A giudizio del ricorrente, l’omissione dell’Iva era dipesa da due fattori assolutamente imprevedibili, in un contesto di crisi economica già in corso da diversi anni:

  • il venir meno del più importante cliente
  • le dimissioni di circa 40 dipendenti assorbiti proprio dal cliente. 

Pertanto, non solo la sua società si era trovata improvvisamente priva degli introiti del suo principale cliente, ma si era inaspettatamente dovuta far carico di rilevanti importi per il trattamento di fine rapporto, le tredicesime e le ferie non godute. Il combinato disposto di questi due fattori aveva portato a fine 2011 un ammanco di circa 400mila euro.

La Corte territoriale aveva affermato che, a fronte del calo del fatturato tra il 2010 e il 2011, erano proporzionalmente calati anche i costi. Illogico, a giudizio del ricorrente, sostenere pertanto che il calo dei costi, per poche decine di migliaia di euro, potesse in qualche modo controbilanciare il dato inequivocabile della perdita di 400mila euro di fatturato.
Né la Corte d’appello aveva preso in considerazione gli argomenti difensivi sulla repentinità della crisi.

Pronuncia della Cassazione
La suprema Corte (sentenza n. 39500 del 29 agosto 2017), nel respingere il ricorso del contribuente, assume contezza delle affermazioni della Corte territoriale, che ha ritenuto la crisi non improvvisa e imprevedibile e che, sul punto, il ricorrente non ha dedotto alcun argomento decisivo a confutazione del giudizio.
In sostanza, per la Cassazione, la Corte d’appello ha spiegato che l’Iva è un’imposta percepita da terzi, ma da versare all’Erario, sicché è dovere dell’imprenditore operare la scelta del rinvio del versamento in un quadro di ragionevolezza economica che, salvo eventi imprevedibili, sia tale da far ordinariamente presumere che il versamento, con l’aggiunta dei previsti interessi, possa sempre posticipatamente avvenire.
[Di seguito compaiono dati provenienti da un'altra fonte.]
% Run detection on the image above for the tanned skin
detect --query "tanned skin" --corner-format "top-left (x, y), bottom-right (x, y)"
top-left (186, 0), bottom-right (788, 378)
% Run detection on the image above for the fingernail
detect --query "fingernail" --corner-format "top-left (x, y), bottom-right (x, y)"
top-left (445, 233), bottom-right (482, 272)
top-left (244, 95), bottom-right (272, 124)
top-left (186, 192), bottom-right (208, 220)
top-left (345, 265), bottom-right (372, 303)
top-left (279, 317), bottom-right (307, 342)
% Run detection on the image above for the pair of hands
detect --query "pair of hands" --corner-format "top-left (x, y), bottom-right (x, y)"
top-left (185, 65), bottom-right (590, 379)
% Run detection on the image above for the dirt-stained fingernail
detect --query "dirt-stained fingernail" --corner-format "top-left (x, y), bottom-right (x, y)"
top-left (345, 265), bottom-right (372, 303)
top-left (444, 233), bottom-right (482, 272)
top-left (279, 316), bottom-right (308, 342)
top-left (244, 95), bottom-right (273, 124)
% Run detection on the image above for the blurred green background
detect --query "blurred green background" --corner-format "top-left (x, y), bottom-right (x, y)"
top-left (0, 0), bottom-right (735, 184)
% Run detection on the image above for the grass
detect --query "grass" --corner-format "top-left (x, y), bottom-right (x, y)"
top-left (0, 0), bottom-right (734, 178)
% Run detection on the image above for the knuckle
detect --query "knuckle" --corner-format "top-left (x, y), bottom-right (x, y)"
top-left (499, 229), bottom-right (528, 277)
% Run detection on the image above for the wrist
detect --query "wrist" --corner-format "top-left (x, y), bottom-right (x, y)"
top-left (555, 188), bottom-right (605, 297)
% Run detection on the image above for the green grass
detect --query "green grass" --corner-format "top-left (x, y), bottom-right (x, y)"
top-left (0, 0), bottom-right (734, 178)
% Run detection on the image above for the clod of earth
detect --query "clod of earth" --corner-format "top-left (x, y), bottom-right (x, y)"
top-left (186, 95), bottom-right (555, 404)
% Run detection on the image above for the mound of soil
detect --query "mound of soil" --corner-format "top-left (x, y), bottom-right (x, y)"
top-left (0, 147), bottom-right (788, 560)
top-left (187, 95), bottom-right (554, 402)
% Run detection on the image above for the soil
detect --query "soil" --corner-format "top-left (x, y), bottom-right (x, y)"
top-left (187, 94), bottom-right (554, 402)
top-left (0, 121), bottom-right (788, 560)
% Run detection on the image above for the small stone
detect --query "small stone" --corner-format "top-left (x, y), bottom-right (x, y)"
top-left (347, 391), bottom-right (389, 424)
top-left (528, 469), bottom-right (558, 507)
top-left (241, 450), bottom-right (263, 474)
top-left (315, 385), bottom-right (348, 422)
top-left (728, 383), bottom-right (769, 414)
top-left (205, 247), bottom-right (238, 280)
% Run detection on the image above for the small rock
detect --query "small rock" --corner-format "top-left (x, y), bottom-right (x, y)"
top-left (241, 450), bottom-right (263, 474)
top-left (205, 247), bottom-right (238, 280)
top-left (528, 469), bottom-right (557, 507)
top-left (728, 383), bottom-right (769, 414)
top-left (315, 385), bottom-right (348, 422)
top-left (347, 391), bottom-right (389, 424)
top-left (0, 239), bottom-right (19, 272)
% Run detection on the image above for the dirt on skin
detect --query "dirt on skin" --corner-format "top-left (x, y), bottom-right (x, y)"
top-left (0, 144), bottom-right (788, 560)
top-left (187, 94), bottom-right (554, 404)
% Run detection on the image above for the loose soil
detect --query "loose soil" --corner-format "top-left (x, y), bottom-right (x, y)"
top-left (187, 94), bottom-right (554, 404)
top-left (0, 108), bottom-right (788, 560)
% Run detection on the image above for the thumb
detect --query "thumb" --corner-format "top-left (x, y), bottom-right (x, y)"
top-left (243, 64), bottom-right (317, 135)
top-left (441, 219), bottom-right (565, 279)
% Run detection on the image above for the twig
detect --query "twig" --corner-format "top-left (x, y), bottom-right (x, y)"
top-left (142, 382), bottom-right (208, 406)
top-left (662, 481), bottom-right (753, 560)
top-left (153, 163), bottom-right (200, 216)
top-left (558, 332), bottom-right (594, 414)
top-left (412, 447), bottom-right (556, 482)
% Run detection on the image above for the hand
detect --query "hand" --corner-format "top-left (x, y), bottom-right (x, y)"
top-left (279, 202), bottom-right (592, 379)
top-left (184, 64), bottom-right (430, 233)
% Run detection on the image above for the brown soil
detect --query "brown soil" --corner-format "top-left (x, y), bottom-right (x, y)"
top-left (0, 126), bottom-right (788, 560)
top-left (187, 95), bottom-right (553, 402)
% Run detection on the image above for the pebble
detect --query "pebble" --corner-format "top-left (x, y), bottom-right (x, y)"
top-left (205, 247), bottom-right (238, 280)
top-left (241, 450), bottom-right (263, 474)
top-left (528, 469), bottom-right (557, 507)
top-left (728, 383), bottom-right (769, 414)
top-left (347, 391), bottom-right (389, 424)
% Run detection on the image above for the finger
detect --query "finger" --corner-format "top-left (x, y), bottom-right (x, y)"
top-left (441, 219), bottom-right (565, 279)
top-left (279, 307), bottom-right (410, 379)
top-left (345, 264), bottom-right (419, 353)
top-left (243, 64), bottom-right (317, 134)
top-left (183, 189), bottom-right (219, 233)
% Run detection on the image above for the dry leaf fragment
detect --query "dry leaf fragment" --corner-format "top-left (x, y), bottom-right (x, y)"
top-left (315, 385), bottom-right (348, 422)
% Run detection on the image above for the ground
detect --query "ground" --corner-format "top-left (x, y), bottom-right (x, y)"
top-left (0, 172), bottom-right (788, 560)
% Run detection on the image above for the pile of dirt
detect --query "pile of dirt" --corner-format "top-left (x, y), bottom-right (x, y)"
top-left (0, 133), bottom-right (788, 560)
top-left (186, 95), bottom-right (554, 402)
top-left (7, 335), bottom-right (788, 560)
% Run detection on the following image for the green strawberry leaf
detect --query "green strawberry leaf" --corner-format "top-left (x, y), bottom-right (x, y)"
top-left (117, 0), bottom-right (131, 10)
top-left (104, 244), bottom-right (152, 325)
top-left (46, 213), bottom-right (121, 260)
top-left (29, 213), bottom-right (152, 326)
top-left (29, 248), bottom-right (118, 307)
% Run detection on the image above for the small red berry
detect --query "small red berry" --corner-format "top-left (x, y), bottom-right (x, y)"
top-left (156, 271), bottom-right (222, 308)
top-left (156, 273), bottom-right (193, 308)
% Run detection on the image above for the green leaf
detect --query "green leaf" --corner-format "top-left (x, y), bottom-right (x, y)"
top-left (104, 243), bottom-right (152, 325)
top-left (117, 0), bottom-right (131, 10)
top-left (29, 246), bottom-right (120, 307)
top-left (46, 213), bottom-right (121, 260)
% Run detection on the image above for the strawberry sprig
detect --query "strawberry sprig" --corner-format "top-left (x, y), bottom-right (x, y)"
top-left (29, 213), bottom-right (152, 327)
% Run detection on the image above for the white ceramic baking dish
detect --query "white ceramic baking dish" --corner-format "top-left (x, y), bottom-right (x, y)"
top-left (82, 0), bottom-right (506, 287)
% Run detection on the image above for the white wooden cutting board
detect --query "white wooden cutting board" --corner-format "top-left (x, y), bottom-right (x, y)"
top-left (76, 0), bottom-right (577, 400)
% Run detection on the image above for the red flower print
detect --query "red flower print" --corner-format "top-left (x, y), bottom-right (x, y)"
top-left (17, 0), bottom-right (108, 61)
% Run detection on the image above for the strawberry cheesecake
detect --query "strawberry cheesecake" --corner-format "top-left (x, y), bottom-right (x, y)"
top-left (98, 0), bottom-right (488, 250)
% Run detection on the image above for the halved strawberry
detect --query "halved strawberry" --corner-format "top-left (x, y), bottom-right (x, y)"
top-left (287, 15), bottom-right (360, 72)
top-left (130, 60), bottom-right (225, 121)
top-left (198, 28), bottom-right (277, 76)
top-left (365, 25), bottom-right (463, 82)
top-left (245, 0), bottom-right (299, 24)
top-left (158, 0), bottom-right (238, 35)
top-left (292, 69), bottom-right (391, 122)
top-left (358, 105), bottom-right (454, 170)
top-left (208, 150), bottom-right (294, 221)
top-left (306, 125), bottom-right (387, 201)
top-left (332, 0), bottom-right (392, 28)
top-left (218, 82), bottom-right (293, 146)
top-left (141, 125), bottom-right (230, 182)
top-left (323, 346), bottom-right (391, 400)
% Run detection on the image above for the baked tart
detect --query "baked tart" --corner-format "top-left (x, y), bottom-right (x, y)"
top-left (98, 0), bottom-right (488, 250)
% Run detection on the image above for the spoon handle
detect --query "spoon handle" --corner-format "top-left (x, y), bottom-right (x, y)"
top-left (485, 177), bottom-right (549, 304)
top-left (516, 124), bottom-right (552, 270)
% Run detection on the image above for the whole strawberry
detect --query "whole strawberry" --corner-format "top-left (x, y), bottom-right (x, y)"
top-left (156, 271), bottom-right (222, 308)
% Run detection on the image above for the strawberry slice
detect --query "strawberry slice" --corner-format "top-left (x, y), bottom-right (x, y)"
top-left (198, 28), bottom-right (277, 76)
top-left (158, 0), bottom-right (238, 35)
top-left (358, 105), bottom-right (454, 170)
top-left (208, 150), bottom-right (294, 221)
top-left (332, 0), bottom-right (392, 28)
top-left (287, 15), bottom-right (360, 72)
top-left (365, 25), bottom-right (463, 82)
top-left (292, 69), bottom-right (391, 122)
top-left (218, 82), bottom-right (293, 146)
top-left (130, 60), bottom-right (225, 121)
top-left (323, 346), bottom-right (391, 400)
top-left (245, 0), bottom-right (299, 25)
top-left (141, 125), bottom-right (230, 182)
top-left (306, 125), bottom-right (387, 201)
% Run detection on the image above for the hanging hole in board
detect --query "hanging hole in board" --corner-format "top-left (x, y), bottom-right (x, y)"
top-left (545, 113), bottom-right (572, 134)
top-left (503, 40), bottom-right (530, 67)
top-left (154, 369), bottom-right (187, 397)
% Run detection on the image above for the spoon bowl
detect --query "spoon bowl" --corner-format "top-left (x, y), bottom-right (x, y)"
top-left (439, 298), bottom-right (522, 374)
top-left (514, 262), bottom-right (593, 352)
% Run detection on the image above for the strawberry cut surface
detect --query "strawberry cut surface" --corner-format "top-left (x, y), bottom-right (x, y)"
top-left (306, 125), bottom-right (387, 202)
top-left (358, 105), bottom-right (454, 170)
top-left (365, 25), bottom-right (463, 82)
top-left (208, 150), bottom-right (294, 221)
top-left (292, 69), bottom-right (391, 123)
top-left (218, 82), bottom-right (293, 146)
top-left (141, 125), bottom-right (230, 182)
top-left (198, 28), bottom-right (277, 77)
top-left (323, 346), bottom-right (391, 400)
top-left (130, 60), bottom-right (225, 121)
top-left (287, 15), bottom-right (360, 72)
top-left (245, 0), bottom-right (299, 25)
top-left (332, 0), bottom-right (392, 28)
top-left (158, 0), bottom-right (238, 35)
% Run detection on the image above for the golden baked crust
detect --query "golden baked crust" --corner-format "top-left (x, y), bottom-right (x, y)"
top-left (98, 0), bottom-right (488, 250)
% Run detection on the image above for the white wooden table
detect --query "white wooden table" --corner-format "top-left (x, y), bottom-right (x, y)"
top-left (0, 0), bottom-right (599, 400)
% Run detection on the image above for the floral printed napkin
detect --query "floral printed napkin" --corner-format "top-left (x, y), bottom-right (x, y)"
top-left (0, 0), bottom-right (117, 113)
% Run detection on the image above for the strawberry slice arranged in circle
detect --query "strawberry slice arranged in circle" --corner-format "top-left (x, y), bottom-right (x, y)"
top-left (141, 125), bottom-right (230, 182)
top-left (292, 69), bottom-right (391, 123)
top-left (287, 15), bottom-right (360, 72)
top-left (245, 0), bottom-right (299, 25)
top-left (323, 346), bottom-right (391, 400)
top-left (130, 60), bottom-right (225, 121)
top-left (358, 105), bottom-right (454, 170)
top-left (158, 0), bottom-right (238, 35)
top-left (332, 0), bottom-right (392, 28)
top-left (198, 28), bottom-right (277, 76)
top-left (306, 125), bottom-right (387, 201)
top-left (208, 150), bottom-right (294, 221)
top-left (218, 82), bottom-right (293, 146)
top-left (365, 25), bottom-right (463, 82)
Laddove tale ragionevolezza sia esclusa, l’imprenditore assume coscientemente (e dolosamente) il rischio di non ottemperare al versamento del dovuto.

Nel sanzionare penalmente l’omesso versamento dell’Iva a debito, se di importo superiore alla soglia di legge, il legislatore ha inteso anteporre il versamento stesso a qualsiasi altra scelta imprenditoriale (pagamento di stipendi, fornitori, pregressi debiti erariali), privilegiando quindi il pagamento dell’imposta, scelta che risponde a criteri di priorità non sindacabili e che non viola norme di rango costituzionale.

Orbene, il ricorrente non ha dedotto argomenti convincenti in merito alle scelte imprenditoriali compiute per giustificare l’omesso versamento dell’Iva, limitandosi a riportare uno stralcio delle dichiarazioni di una teste, la quale ha affermato che il loro miglior cliente aveva deciso di vendere a una cordata americana, che i dipendenti erano passati ad altra società con diminuzione del fatturato, nonché a contestare la lettura dei bilanci da parte della Corte territoriale. Non ha invece allegato, se non genericamente, la repentinità della crisi, né ha indicato le misure prese per fronteggiarla.

Nel caso concreto, pertanto, il contribuente non ha dedotto alcun elemento che abbia potuto convincere la Corte territoriale che la prestazione del versamento dell’Iva fosse inesigibile nelle condizioni in cui si trovava non per sua colpa.